Em prefácio que escreveu para o livro de Tácito Naves Sanglard, acentua Marcos Vinicios Vilaça: "Síntese dessa visão ampla no tempo e no espaço é a aproximação entre duas citações feitas pelo autor, dois pensamentos sobre um dos assuntos que ele mais retoma, o trabalho, essa coisa que se, por um lado, representa todo o esforço humano em mudar a natureza e a própria vida, por outro é lembrada por alguns como a maldição do Gênesis, onde parte do castigo de Adão seria passar a ganhar seu sustento com o suor de seu rosto.


Dando uma resposta às duas visões, e unindo para tanto dois pensamentos muito afastados no tempo e no espaço, Sanglard cita a simples e cristalina frase de Amador Aguiar, "só o trabalho pode produzir riquezas", bem perto da fascinante máxima confuciana de que basta você escolher "um trabalho que você ame e não terá que trabalhar um único dia em sua vida". Em "Palavra contida", em suma, o leitor encontrará as mais variadas reflexões de um homem para quem, como para Terêncio, nada do que é humano é estranho."

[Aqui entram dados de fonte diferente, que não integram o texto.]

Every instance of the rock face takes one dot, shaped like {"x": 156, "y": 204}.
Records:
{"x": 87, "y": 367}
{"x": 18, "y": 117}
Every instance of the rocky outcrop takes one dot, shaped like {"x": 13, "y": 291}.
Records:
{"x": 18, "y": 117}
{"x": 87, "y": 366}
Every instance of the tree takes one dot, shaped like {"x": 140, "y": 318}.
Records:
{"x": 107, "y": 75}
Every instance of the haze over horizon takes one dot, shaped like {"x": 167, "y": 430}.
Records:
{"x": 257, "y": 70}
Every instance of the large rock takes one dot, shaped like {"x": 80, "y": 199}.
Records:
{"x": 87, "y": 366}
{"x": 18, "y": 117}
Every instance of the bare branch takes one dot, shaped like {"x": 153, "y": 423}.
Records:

Nenhum outro assunto supera o da palavra na avaliação de um escrito. Quando analistas ingleses contaram o número de palavras usadas por Shakespeare em suas obras (perto de 10 mil) tinham razão em apresentar esse resultado como prova de superioridade.


Essa tendência para o cultivo da palavra seria suficiente para chamar atenção dos leitores para a "Palavra contida". "Palavra contida: (outras crônicas, algumas poesias)", de Tácito Naves Sanglard é lançamento da Forense Universitária, capa de Mello & Mayer e editoração eletrônica de Rio Texto.